The announcements of the foreign minister arrivals came as a third day of discussions between Iran and political directors from the United States, Russia, China, Britain, France and Germany -- the P5+1 -- continued until around 12.30.
 
This third round of talks since President Hassan Rouhani's election in June is seen as the biggest hope in years to resolve the decade-old standoff over Iran's nuclear programme, which world powers want halted but which Tehran insists is peaceful.

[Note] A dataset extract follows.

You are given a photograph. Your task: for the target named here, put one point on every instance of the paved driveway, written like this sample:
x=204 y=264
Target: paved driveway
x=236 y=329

Failure might mean Iran resuming the expansion of its atomic activities, Washington and others adding to already painful sanctions, and possible Israeli and even US military action.
 
Both sides say they want a deal but getting an accord palatable to hardliners in the United States and in the Islamic republic -- as well as Israel -- is tough.
 
According to a draft proposal, the United States, Britain, China, France, Russia, and Germany -- the P5+1 -- want Iran to freeze for six months key parts of its nuclear programme.
 
In return Iran would get minor and, Western officials insist, "reversible" sanctions relief, including unlocking several billion dollars in oil revenues and easing trade restrictions on precious metals and aircraft parts.
 
This hoped-for "first phase" deal would build trust and ease tensions while negotiators push on for a final accord that ends once and for all fears that Tehran will get an atomic bomb.
 
Friday's third day of talks in Geneva saw a narrowing of differences as Iranian Foreign Minister Mohammad Jarad Zarif met with P5+1 chief negotiator and EU foreign policy chief Catherine Ashton.
 
"To a good degree, we have moved (closer) towards agreement," deputy foreign minister Abbas Araqchi told Iranian media late Friday, adding however that "some main issues still remain."
 
"God willing we will reach a result," Zarif told Iranian media, saying there was "room for optimism".
 
Lavrov held a meeting late Friday with Zarif and later with Ashton.
 
Reports said two issues remained real sticking points: Iran's "right" to uranium enrichment and its Arak reactor, which could provide Iran with weapons-grade plutonium.
 
Mark Hibbs, analyst at the Carnegie Endowment for International Peace, said the fact that Kerry was coming to Geneva again showed a deal was near.
 
"If it isn't very close, I can't believe that Kerry would expend the political capital to cross the pond for this, especially with Congress breathing down his neck," Hibbs told AFP.
 
Many in Israel, widely assumed to have a formidable nuclear arsenal itself, are alarmed about the mooted deal, with Prime Minister Benjamin Netanyahu campaigning vigorously against it.
 
Netanyahu wants all of Iran's nuclear infrastructure dismantled, not parts of it frozen, believing that the P5+1 will leave Iran with an ability to develop nuclear weapons.
 
In the United States meanwhile there is a push by lawmakers to ignore President Barack Obama's pleas and pass yet more sanctions on Iran if there is no deal -- or one seen as too soft.
 
This risks spoiling Iran's apparent newfound appetite for rapprochement with the West since the cleric Rouhani, himself a former nuclear negotiator and seen as a relative moderate, replaced the more hardline Mahmoud Ahmadinejad in August.
 
Rouhani is under pressure to show the supreme leader Ayatollah Ali Khamenei the first fruits of his "charm offensive", and it is unclear whether the minor sanctions relief on offer is enough.